Seiring berjalannya waktu, anak itu tumbuh remaja dan masih bertanya-tanya MENGAPA WANITA MENANGIS???
Pada suatu malam, si anak bermimpi dan bertanya kepada Tuhan.
"Tuhan, mengapa wanita mudah sekali menangis?" dan di dalam mimpinya Tuhan menjawab: "Saat Ku ciptakan wanita, aku menjadikannya sangat utama, Ku ciptakan bahunya agar mampu menahan beban dunia dan isinya, walaupun bahu itu harus cukup nyaman dan lembut untuk menahan kepala bayi yang sedang tertidur.
Ku berikan wanita kekuatan untuk dapat melahirkan dan mengeluarkan bayi dari rahimnya, walau seringkali ia kerap menerima cerca dari anaknya.
Ku berikan keperkasaan yang akan membuatnya tetap bertahan, pantang menyerah saat semua orang sudah putus asa. 
Ku berikan kesabaran untuk merawat keluarganya. Walau sakit, lelah tanpa berkeluh kesah. 
Ku berikan kepada wanita perasaan peka dan kasih sayang untuk mencintai semua anaknya dalam kondisi dan situasi apapun. Walau tidak jarang anak-anaknya itu melukai perasaannya.
Ku berikan kepada wanita kekuatan untuk membimbing suaminya, melalui masa-masa sulit dan menjadi pelindung baginya.

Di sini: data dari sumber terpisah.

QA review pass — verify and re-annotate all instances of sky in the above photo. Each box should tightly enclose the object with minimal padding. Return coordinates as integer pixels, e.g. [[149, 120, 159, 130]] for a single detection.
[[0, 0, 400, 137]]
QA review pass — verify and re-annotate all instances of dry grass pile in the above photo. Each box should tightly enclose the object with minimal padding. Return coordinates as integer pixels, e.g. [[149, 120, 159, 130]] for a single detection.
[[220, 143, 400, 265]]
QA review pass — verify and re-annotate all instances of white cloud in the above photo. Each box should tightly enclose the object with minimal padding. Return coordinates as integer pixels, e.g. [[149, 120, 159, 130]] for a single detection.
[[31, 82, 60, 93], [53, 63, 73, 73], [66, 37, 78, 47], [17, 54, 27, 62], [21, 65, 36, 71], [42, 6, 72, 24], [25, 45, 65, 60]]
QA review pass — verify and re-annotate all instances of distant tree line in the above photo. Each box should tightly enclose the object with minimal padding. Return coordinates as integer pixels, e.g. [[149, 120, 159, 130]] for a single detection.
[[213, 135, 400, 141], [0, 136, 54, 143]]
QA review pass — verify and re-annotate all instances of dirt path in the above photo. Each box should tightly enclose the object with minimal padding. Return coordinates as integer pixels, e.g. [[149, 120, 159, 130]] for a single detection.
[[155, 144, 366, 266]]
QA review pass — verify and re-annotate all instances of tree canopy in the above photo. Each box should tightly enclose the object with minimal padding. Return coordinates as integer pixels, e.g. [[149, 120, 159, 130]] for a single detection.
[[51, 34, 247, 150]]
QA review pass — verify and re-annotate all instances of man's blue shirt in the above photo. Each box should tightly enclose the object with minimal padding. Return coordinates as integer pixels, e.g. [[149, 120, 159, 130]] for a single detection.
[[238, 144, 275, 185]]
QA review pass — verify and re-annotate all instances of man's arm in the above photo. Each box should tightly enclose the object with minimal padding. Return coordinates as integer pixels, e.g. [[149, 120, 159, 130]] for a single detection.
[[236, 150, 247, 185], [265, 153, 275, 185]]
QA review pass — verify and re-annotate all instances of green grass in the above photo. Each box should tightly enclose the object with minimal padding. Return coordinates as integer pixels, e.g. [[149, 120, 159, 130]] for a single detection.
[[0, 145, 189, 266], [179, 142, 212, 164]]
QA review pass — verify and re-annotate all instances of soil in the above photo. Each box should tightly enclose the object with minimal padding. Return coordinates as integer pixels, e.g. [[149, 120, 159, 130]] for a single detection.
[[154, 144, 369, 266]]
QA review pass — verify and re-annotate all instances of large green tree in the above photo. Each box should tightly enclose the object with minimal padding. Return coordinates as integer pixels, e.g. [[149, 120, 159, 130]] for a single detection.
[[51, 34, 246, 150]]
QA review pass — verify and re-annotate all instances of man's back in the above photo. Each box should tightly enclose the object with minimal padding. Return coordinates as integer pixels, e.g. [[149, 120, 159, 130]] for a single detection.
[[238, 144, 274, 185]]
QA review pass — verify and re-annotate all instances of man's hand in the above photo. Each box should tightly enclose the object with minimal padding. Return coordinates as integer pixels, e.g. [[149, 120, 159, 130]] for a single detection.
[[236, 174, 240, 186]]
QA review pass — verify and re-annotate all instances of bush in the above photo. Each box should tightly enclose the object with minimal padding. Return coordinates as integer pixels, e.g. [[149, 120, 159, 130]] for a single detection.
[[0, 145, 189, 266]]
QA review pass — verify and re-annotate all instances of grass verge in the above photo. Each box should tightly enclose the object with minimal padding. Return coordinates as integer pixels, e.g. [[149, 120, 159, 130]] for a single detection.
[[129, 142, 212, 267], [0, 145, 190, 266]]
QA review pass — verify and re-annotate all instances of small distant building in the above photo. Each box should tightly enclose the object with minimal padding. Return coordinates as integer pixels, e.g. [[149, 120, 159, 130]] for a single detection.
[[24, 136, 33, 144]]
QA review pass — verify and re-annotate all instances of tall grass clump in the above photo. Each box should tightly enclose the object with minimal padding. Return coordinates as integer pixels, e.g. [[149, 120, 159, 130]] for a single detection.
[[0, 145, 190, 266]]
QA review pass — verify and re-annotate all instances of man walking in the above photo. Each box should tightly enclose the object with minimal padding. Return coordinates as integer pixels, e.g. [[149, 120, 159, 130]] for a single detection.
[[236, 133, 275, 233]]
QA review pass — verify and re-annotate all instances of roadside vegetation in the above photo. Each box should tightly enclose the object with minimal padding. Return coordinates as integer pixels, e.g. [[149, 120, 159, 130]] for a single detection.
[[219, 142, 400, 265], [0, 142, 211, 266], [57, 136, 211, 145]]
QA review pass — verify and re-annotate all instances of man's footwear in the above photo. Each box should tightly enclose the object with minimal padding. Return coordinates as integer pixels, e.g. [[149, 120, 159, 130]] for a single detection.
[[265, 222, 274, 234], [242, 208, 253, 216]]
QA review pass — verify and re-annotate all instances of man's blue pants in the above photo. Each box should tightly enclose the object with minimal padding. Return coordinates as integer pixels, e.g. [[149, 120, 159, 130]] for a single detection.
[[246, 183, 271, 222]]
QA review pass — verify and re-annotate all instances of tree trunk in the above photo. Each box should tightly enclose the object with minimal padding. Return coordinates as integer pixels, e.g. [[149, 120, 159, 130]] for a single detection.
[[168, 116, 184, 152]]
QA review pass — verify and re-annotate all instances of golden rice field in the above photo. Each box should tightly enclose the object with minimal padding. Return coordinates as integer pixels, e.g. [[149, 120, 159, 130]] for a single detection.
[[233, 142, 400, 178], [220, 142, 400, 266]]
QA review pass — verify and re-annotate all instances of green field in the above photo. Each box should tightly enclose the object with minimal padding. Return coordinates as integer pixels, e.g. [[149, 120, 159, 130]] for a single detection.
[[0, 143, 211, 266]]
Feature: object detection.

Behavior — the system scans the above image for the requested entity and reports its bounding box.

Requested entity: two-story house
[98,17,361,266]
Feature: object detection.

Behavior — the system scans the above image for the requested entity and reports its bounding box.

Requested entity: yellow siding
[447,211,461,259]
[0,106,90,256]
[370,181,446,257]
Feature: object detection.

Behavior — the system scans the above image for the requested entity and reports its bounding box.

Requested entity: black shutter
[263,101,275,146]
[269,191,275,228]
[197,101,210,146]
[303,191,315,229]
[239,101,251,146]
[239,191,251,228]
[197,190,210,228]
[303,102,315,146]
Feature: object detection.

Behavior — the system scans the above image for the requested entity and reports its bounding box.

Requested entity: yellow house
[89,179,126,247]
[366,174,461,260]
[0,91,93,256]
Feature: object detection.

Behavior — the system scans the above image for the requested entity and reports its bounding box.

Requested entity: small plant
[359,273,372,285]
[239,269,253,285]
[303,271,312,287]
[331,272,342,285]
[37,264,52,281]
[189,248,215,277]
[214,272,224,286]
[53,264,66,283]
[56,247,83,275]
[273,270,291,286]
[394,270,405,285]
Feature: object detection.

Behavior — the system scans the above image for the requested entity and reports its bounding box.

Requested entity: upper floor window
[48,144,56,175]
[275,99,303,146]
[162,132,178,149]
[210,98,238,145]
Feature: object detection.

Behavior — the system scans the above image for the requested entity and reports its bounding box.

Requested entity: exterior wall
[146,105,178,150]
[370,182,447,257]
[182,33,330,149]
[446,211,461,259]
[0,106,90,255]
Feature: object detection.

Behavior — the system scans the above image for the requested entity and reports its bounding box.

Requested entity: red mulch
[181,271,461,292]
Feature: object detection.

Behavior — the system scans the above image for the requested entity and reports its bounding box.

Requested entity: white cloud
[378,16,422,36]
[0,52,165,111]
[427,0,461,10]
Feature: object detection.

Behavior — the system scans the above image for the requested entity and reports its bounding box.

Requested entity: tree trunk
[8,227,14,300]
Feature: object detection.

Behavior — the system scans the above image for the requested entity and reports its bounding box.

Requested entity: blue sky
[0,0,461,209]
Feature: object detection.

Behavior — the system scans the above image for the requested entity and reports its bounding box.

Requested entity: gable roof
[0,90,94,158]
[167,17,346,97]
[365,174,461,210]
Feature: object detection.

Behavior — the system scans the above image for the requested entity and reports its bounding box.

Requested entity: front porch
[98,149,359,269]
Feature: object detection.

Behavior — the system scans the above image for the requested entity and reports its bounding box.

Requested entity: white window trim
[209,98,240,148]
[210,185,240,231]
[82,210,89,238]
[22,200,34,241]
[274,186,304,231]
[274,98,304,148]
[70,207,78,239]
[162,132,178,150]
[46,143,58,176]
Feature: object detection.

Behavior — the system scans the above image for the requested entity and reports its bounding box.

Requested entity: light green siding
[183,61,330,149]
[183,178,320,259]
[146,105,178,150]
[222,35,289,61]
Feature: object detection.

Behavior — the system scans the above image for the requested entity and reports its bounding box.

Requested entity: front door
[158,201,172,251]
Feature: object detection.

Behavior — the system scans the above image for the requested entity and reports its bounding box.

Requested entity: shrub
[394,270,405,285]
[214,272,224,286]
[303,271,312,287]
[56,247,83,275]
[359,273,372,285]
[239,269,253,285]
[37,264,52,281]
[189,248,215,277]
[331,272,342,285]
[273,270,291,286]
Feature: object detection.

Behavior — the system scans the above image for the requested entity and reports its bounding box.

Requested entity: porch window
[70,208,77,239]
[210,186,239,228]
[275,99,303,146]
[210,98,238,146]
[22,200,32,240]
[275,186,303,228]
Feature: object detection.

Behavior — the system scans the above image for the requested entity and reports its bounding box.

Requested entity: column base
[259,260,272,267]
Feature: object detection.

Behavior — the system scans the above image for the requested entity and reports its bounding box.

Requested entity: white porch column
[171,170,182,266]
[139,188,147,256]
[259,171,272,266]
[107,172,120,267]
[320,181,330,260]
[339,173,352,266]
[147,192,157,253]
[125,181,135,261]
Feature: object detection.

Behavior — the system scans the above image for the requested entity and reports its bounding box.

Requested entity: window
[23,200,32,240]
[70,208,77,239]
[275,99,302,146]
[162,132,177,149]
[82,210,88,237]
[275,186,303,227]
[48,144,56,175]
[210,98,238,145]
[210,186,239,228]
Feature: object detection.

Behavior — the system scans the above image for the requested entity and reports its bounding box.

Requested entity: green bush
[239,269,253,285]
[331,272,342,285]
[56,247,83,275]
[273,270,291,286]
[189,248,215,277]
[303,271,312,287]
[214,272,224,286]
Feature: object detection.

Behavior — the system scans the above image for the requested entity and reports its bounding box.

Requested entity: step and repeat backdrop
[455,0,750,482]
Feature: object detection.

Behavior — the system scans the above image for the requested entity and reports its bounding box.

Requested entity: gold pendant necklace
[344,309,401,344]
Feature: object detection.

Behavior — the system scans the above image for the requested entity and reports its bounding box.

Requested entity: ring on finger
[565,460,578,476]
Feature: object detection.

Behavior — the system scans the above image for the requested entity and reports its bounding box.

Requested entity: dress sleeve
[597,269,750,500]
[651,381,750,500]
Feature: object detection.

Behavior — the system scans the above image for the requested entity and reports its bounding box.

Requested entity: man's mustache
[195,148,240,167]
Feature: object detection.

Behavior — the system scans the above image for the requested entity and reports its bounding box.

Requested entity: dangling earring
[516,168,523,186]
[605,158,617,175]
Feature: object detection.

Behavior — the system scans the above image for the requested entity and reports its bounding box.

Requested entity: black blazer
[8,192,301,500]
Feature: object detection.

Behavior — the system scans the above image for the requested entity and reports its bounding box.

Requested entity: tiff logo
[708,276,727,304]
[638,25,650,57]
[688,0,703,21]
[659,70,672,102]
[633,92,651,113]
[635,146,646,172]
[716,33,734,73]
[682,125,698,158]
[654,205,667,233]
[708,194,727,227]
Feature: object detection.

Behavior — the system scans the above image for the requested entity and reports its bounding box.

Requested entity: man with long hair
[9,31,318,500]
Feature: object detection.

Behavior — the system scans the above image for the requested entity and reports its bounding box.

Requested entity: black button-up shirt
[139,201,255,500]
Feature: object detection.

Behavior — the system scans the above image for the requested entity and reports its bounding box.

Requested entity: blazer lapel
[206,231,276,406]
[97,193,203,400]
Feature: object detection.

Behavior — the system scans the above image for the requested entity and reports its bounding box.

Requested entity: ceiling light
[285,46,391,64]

Sebab, bukankah tulang rusuk yang melindungi setiap hati dan jantung agar tidak terkoyak??
Ku berikan kepadanya kebijaksanaan, kemampuan untuk memberikan pengertian dan menyadarkan bahwa suami yang baik tidak pernah melukai istrinya. Walau seringkali kebijaksanaan itu akan menguji setiap kesetiaan yang diberikan kepada suami agar tetap berdiri, sejajar, saling melengkapi dan saling menyayangi.
dan akhirnya Ku berikan ia air mata agar dapat mencurahkan isi hatinya.
Inilah yang Ku berikan khusus kepada wanita agar dapat digunakan kapanpun yang ia inginkan.
hanya inilah kelemahan yang dimiliki wanita, walaupun sebenarnya air mata ini adalah air mata kehidupan, maka dekatkanlah dirimu kepada sang Ibu jika Beliau masih hidup, karena di kakinyalah kalian akan menemukan SYURGA KU.

Senin, 02 Desember 2013

Bunda, Aku Ingin Menikah....!!!


Seketika mata tua itu berbinar senang seraya menatap anak laki-lakinya. Terlintas di pikirannya, gubuk kecil ini akan penuh dengan limpahan kebahagiaan.Ditemankan seorang gadis cantik yang kelak menjadi menantunya, hingga terbayang pula celoteh, canda dan tawa cucu-cucu yang memenuhi setiap sudut rumah.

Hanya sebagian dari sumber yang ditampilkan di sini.